Dr Helen Greatrex is an Assistant Professor in Remote sensing and Geospatial analysis at the Pennsylvania State University. Her research centres around the use of rainfall estimates for actionable decision making across agriculture, health and humanitarian response. Her research has a dual focus on the geostatistical processes underpinning rainfall estimation, and on ensuring that rainfall products are used in an effective and equitable way. She has also worked extensively with the agricultural insurance industry on the design of 'weather index insurance', focusing both on index design, basis risk and on the social equity of weather risk management tools. Other recent projects Helen has led or contributed to include the impact of rainfall on infant hydrocephalus; improving geostatistical merging methods for satellite rainfall estimates; a systematic review of flash flood research; and the design of livelihood-derived weather statistics for humanitarian response in Somalia.

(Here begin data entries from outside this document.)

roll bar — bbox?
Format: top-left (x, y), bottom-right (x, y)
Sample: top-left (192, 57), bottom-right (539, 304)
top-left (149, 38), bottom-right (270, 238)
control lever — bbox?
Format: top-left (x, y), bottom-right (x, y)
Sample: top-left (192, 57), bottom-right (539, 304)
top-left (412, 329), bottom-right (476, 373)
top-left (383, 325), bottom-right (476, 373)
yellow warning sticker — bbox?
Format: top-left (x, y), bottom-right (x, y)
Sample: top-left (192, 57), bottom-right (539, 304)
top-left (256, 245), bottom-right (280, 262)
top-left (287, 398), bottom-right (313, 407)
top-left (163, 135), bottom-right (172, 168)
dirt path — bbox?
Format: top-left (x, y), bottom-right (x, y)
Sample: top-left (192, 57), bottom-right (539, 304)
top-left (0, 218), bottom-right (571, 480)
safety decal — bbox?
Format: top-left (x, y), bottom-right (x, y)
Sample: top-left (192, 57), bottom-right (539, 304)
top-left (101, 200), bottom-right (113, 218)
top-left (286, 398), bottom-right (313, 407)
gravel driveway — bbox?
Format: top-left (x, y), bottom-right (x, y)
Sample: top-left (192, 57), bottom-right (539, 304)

Dr Adriaan Perrels (PhD environmental economics) works in the Finnish Meteorological Institute as Research Professor, studying the economic consequences of climate change and the valuation of weather and climate services. Throughout his research career in the Netherlands and Finland his work area clustered around energy economics, infrastructure economics and environmental economics, involving both model-based explorative studies, as well as ex-ante and ex-post policy evaluations. Since the mid-nineties evaluation of climate policy took a growing share of the pie. Last 11 years he focused ever more on climate change impacts and adaptation in Finland, Europe and Globally. Among his 200+ publications are over 40 peer-reviewed articles and books. https://scholar.google.com/citations?user=3RTTdicAAAAJ https://en.ilmatieteenlaitos.fi/weather-and-climate-change-impact-research
Dr Isadora Jiménez is the Knowledge Transfer team leader at the Barcelona Supercomputing Center (BSC). Dr Jiménez has 10 years of experience in science communication and for the last 6 years, she has been involved in the development of weather and climate services with a special focus on visual communication of climate and air quality information. She leads a multidisciplinary team of 12 experts with multiple profiles from Social Sciences and Humanities that covers all aspects of knowledge transfer of climate and air quality information. The transdisciplinary approach in the team enhances the co-design and implementation of user-tailored services ranging from the creation of online digital tools to capacity building. The aim is to facilitate short term decision making regarding air quality and sand and dust storms management (24-48h), as well as climate change adaptation at shorter time scales (from the coming weeks up to years in advance).